Les producteurs ont en effet été actifs au cours des derniers mois puisque 1 083 096 MCS (toutes essences) ont été produits et vendus aux usines de transformation, ce qui représente une hausse de 1,1 % par rapport à 2004. C’est au chapitre du marché des pâtes, papiers et panneaux que les livraisons ont été inférieures aux prévisions. Selon le président du Syndicat, la détérioration des marchés des produits forestiers, notamment la hausse de la valeur du dollar et des coûts d’énergie, ainsi que la concurrence chinoise laissaient présager cette situation. « Tout ça a eu des conséquences sur les niveaux de livraison des bois en forêt privée ».
C’est pour développer de nouveaux débouchés et suivre l’évolution de l’industrie forestière que le Syndicat poursuit diverses expériences et collaborations dont la plus récente est celle menée avec l’usine Bois BSL inc. Le Syndicat a en effet convenu de la livraison de 5 000 TMH de feuillus durs (érable, bouleau) à la nouvelle cour de triage de l’usine de Matane. Quelque 40 voyages de feuillus durs ont été livrés jusqu’à maintenant. Tout au cours de l’année, les deux parties analyseront différents procédés, notamment pour déterminer les tiges de qualité sciable ou de bois de chauffage parmi les voyages livrés.
C’est aussi pour assurer le virage incontournable vers la certification forestière que le Syndicat a poursuivi, avec la Forêt modèle du Bas-Saint-Laurent, un projet-pilote pour assurer aux producteurs non inscrits au programme d’aménagement leur accès aux marchés des produits forestiers. Complétée à la fin de l’année 2005 et comptant 26 propriétaires participants, l’expérience consistait à produire un guide d’intervention qui répond aux conditions de base des normes de certification. Le rapport a démontré l’efficacité de la méthode utilisée et la pertinence de pousser plus loin la démarche. Mentionnons que quelque 25% des producteurs forestiers ne sont pas inscrits au programme de mise en valeur des forêts privées.
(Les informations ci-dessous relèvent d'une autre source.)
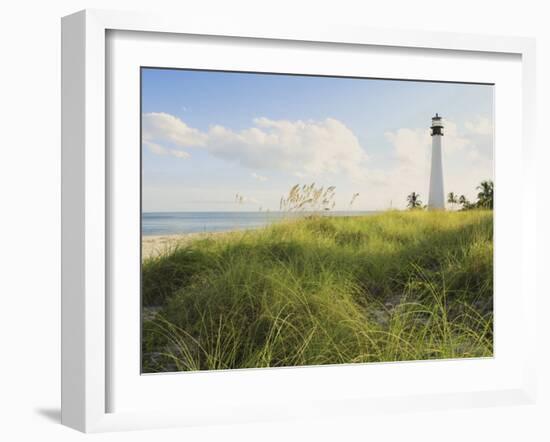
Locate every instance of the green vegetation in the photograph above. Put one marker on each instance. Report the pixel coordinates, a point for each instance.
(484, 197)
(324, 290)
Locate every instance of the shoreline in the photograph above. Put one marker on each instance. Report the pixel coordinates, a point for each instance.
(157, 245)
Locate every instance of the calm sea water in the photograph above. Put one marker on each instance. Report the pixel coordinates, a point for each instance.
(168, 223)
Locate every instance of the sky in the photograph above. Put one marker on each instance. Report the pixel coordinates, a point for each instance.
(207, 136)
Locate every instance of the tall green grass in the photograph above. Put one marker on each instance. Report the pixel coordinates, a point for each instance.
(324, 290)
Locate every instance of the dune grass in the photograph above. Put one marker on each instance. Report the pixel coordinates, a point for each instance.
(324, 290)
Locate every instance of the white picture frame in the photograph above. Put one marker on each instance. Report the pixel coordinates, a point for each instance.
(86, 204)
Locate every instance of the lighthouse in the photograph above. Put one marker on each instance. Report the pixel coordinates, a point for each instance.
(437, 194)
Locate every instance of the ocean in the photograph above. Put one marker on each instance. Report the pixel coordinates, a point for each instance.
(170, 223)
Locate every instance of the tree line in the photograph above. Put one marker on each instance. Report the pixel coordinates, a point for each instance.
(484, 198)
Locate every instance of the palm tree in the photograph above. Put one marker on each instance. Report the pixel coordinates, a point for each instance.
(413, 201)
(485, 195)
(451, 199)
(464, 202)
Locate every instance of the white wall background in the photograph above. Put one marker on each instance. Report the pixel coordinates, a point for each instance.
(30, 215)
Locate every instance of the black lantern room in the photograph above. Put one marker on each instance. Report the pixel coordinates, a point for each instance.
(437, 125)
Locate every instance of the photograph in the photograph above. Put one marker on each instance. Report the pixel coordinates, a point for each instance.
(292, 220)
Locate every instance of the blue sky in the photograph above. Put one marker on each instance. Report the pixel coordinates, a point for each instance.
(210, 135)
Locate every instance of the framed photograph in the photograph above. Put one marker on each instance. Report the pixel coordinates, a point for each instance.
(264, 224)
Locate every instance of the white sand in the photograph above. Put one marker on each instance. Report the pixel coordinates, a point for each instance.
(155, 245)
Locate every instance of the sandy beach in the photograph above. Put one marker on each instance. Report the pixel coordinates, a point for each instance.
(155, 245)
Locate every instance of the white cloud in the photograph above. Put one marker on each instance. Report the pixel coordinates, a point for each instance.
(179, 153)
(161, 128)
(308, 148)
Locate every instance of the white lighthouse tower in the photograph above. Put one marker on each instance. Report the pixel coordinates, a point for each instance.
(437, 194)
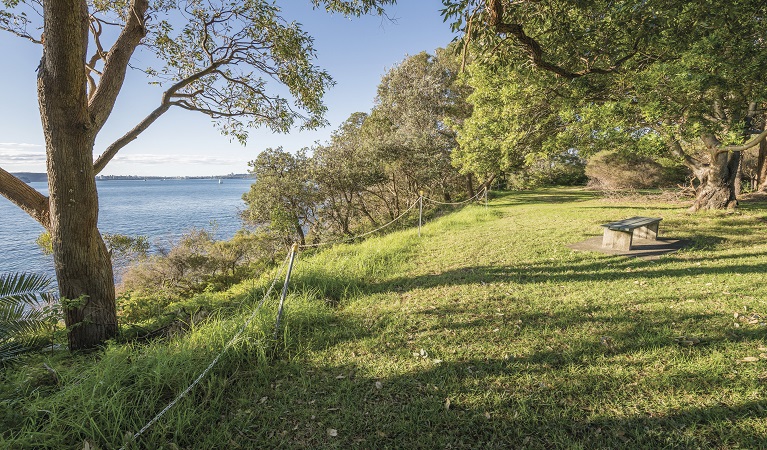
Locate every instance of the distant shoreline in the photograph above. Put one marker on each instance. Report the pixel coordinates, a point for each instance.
(34, 177)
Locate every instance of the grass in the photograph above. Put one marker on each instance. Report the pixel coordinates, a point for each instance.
(486, 332)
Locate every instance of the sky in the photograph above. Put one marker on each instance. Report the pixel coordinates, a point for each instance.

Au chapitre des dossiers majeurs à considérer, le Syndicat a placé dans ses priorités le dossier de l’énergie éolienne et le règlement du conflit sur le bois d’œuvre. Rappelons qu’au sujet de l’éolienne, la tenue d’un colloque en décembre 2005 a fortement contribué a éclairé les producteurs dans leurs négociations avec les promoteurs. En ce qui concerne le dossier du bois d’œuvre, l’organisation travaillera avec la Fédération des producteurs de bois du Québec afin que les producteurs obtiennent un retour des droits compensateurs qui soit satisfaisant. De plus, le Syndicat demeurera vigilant à l’égard de la consolidation de l’industrie forestière afin de permettre un accès équitable aux marchés pour les producteurs. Le président du Syndicat demeure optimiste en envisageant les prochaines années, grâce au fait que les organisations de la forêt privée se sont donné un Projet de développement durable. « Il comporte des mesures pour améliorer la qualité de nos bois, diversifier nos façons de faire et soutenir la relève. Les producteurs se sentent fiers et confiants avec ce projet; ils ont le désir de le mettre en œuvre et c’est déjà commencé », précise M. Lechasseur en donnant pour exemple la mise en œuvre l’hiver dernier d’un projet intitulé « la mise en place d’un réseau faisant le pont entre les générations ». Ce projet doit donner naissance à un important réseau de contacts et d’échanges entre les jeunes de la relève et les producteurs expérimentés.